Olof Krans (November 2, 1838 - January 4, 1916) was a Swedish-American folk artist. A self-taught artist, he painted in a style referred to as primitive or Naïve art.

==Background==
Olof Ersson was born in a small hamlet of Sälja in Tärnsjö Parish in northern Uppland, Sweden. When Krans was twelve years old his family emigrated to the United States. The family arrived at the Bishop Hill Colony in Bishop Hill, Illinois during 1850. Bishop Hill was the site of a utopian religious community founded in 1846 by Swedish pietist Eric Jansson and his followers.

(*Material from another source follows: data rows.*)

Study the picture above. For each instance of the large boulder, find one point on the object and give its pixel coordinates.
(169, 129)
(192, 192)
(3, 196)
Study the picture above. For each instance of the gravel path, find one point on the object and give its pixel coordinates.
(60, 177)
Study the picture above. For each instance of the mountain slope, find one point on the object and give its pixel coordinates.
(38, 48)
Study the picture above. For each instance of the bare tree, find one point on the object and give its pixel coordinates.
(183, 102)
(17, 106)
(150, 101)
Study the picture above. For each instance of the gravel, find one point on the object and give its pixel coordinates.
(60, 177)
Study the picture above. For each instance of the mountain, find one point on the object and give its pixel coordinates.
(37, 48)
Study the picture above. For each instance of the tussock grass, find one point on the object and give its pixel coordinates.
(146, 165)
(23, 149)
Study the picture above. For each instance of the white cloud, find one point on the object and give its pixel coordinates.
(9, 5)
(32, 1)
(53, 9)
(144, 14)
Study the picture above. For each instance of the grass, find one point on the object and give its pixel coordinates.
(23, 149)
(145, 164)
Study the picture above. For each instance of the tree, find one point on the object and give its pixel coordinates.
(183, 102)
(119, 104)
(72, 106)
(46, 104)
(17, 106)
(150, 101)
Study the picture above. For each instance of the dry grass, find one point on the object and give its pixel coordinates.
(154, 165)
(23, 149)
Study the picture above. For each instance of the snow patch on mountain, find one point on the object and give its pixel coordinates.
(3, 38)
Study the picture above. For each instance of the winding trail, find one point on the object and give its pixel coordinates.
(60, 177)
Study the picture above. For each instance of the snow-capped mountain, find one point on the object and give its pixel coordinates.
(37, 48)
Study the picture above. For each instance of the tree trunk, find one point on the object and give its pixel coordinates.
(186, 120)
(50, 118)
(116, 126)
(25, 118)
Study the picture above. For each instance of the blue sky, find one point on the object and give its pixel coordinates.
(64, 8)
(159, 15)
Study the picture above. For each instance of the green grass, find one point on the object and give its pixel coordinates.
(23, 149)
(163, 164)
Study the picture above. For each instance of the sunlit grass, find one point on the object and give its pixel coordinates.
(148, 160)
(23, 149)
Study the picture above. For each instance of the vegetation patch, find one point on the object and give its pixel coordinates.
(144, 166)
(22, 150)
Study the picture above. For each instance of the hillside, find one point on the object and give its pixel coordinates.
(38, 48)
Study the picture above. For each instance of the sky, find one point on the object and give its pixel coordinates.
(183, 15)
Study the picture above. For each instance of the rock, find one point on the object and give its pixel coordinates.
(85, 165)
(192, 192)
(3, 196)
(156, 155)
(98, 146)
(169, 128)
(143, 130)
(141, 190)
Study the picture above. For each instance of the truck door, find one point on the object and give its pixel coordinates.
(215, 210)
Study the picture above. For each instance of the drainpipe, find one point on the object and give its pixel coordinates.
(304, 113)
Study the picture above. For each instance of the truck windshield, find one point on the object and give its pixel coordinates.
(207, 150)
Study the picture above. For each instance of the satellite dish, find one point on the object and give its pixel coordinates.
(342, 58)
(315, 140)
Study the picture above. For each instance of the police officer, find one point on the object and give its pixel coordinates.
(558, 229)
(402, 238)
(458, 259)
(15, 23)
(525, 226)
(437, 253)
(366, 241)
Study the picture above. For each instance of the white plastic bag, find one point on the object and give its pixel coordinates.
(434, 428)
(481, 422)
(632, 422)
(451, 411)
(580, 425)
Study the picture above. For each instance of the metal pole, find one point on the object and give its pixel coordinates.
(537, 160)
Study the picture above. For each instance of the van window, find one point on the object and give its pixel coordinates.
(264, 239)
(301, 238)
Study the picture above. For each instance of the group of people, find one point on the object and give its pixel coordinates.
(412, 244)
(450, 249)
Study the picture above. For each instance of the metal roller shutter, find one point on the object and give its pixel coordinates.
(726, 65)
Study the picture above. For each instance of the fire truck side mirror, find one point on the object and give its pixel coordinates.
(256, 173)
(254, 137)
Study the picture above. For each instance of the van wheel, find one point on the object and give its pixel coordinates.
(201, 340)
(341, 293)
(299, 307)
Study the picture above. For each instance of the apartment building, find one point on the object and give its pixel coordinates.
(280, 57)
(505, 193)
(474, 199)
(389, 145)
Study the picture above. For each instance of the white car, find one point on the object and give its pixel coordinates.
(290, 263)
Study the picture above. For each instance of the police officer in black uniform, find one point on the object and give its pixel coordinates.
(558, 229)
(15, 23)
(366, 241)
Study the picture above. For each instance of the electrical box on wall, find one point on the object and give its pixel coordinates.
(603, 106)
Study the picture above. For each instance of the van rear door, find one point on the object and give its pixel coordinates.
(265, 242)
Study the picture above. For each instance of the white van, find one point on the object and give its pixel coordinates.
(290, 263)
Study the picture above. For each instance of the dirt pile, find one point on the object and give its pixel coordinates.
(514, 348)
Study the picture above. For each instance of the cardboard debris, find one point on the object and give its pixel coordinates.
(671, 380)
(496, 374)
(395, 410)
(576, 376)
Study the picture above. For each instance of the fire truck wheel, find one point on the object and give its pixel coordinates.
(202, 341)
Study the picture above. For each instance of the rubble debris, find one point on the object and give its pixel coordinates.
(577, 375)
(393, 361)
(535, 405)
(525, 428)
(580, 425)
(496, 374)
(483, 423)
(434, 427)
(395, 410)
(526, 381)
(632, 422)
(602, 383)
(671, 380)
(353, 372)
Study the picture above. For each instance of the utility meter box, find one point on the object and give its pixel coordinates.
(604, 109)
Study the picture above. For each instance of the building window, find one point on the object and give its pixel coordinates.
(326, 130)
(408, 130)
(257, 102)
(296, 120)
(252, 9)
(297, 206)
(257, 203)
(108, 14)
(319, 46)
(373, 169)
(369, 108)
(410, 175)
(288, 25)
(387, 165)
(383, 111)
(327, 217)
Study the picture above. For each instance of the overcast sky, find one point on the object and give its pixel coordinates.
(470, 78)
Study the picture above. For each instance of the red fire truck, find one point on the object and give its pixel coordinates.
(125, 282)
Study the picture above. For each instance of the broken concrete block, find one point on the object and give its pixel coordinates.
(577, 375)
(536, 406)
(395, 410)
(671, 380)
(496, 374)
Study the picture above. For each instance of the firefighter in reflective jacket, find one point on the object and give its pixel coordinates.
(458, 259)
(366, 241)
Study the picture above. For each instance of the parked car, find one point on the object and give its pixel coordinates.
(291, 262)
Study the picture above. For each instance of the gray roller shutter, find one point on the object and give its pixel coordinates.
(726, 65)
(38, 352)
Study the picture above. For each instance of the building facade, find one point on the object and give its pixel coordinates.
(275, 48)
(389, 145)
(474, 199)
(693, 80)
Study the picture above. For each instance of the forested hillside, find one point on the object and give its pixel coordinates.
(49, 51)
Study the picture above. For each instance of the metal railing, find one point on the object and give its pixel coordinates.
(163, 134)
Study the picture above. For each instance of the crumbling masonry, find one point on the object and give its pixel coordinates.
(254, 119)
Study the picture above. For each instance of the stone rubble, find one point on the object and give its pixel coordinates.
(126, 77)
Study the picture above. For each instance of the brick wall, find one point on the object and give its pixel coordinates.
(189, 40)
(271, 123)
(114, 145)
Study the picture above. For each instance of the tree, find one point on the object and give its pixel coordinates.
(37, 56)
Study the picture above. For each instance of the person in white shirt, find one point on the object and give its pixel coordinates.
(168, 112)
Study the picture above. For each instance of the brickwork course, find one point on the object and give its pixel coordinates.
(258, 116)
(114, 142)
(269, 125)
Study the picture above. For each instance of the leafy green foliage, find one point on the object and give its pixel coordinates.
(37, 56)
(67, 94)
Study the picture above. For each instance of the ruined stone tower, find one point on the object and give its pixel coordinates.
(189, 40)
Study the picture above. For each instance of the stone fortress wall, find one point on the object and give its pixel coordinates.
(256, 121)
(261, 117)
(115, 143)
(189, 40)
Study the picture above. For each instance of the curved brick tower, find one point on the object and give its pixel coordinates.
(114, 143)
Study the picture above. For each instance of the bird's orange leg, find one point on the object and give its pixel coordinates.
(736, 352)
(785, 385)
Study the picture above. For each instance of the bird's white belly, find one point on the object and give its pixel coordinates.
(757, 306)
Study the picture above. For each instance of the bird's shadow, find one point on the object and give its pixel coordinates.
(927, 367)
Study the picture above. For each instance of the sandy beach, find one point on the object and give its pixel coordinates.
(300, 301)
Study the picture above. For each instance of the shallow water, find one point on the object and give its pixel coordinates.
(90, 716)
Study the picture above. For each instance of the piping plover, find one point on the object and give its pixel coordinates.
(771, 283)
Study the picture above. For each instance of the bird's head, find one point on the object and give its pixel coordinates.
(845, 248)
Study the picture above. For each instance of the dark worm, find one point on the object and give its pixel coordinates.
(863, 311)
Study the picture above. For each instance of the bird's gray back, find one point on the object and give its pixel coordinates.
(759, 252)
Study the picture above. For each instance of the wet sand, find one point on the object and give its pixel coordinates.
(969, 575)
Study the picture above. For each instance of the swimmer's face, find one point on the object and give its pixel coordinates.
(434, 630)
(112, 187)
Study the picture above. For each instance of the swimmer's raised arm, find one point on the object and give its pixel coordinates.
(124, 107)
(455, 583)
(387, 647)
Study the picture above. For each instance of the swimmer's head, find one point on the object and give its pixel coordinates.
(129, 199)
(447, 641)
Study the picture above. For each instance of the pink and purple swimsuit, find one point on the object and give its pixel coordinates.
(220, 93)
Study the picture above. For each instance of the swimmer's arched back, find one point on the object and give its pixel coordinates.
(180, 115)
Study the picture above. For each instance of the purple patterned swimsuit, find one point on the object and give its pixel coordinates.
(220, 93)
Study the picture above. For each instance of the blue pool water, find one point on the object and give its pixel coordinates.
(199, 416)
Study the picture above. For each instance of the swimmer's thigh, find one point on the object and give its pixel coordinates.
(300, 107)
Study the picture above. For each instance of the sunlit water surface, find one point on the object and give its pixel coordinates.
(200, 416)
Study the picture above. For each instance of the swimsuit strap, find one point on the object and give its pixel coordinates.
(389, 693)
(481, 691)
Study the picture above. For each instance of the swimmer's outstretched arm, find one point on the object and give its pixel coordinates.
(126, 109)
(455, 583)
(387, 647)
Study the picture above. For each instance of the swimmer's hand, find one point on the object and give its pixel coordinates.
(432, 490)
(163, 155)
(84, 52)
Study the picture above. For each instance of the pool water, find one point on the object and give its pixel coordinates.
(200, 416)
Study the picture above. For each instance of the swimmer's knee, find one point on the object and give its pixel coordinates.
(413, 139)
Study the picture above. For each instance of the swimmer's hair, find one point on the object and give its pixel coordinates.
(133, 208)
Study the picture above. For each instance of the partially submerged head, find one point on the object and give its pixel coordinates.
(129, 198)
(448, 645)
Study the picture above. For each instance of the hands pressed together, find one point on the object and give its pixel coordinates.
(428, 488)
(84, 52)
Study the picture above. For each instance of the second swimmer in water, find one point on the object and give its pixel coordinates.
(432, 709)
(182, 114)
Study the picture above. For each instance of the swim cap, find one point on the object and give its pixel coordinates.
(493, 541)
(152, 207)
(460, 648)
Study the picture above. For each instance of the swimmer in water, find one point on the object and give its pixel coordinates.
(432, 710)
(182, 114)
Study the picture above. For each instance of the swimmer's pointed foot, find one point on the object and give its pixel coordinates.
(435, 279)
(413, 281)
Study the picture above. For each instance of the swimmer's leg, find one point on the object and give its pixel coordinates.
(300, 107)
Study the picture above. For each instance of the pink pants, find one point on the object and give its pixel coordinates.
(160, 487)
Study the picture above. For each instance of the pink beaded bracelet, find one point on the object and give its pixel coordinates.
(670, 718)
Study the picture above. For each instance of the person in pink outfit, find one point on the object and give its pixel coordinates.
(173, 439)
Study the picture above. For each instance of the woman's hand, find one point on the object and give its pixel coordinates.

During the first two winters at the colony, Krans attended school and as he got older he was an ox boy and later worked in the black smith and paint shops.

==Career==
When the American Civil War started, the immigrants raised an entire company and Krans was among the volunteers. He mustered into the Union Army in Company D, 57th Illinois Volunteer Infantry Regiment. He changed his last name to Krans. The word krans can be translated to mean wreath or garland in the Swedish language. His whole family subsequently adopted the new name. After the Battle of Fort Donelson in Tennessee he was given a disability discharge on June 3, 1862.

After the war, Krans married in 1867 and relocated to Galva, Illinois. There he became a house painter and also did interior decorating, including the interior of Galva's Methodist and Lutheran Churches.

In 1896 while he was recovering from a fall, he began painting memories and people from his youth in the Bishop Hill Colony. In his paintings, Krans documented daily life at Bishop Hill. He began painting a series of pictures that described everyday life in the early days of the colony. On the 50th anniversary of the Bishop Hill Colony, Krans donated a large portions of his paintings to the colony. Olof Krans died in Altona, Illinois. At the time of his death he had finished more than 90 pictures.

==Memorials==
Today most of his art belongs to the collection of the Olof Krans Museum at Bishop Hill which was dedicated in 1988 at a ceremony witnessed by Princess Christina of Sweden. Some of his paintings are also on display at the Tärnsjö Museum in Sweden, only a short distance from the house where he was born. Bishop Hill Museum at Biskopskulla Prästgård, is located outside Örsundsbro, east of Enköping in Uppland, Sweden. Additional pieces reside in the Chicago History Museum.

==Other sources==
- Sparks, Esther (1972). "Olof Krans, Prairie Painter"
- Merle H. Glick, "The World of Olof Krans", The Clarion, Fall 1982.